Charles A. Duelfer is Chairman of Omnis, Inc., a consulting firm in aerospace, defense, intelligence, training, and finance. He is a regular commentator in the media on intelligence and foreign policy and is the author of Hide and Seek: The Search for Truth in Iraq.

Duelfer was the former Special Advisor to the Director of Central Intelligence on Iraqi weapons of mass destruction. He led the Iraq Survey Group (ISG) that conducted the investigation of the scope of Iraq's WMD. The ISG was an intelligence organization of over 1700 military and civilian staff that investigated Iraq WMD programs. The ISG's definitive work, known as the Duelfer Report, described in detail the relationship of the Saddam Regime to WMD and was presented to the President and Congress in October 2004. It was published with previously classified addenda in 2005.

From 2005-2008, Duelfer was CEO of Transformational Space, Inc., a small space launch vehicle company that worked under NASA and DARPA contracts to develop a new vapor-pressurized liquid fuel engine.

Previously, Duelfer was the Deputy Executive Chairman and then Acting Chairman of the UN Special Commission on Iraq (UNSCOM) from 1993 until its termination in 2000. The Commission was established following the Gulf War by the UN Security Council to monitor and eliminate Iraq's WMD.

Before joining UNSCOM, Duelfer was Deputy Assistant Secretary of State for arms control and multilateral defense matters. From 1990 to 1992, he was in charge of defense trade matters as the director of the Center for Defense Trade and Deputy to the Assistant Secretary of State for politico-military affairs. In this capacity,  he had responsibility for arms transfers, munitions licensing, and conventional arms control. From January to March 1991, he directed the State Department's Task Force in support of Operation Desert Storm.

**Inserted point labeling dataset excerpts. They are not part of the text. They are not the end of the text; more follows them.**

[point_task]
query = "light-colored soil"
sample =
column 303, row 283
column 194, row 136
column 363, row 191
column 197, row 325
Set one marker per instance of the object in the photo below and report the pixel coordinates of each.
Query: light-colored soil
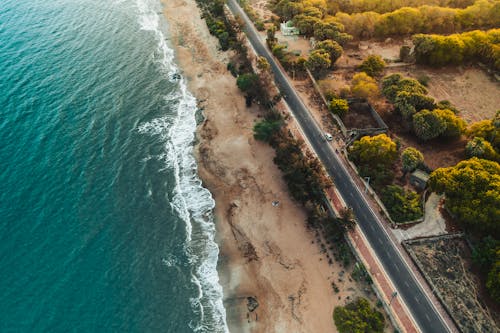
column 266, row 250
column 447, row 263
column 470, row 89
column 261, row 8
column 434, row 223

Duelfer's 25 years of government service involved policy and intelligence in the Middle East, Africa, Central America, and Asia, and in the areas of nuclear weapons and space programs. Duelfer joined the Politico-Military Bureau of the State Department in 1983 and was responsible for special regional activities including conflicts in Chad, Libya, and Grenada as well as ongoing strategic verification, space, and strategic defense issues. In 1984, he became Deputy Director of the Office of International Security Policy and was responsible for European, Africa, and Latin America regions. He became Director, with responsibility for regional security issues worldwide, in 1985. During this period, Duelfer also worked with the special coordinator for counterterrorism to develop, implement, and exercise the State Department's terrorism response system. Before joining the Department of State, Duelfer worked at the White House Office of Management and Budget (1977-1983), where he was responsible for Department of Defense strategic nuclear forces and space programs.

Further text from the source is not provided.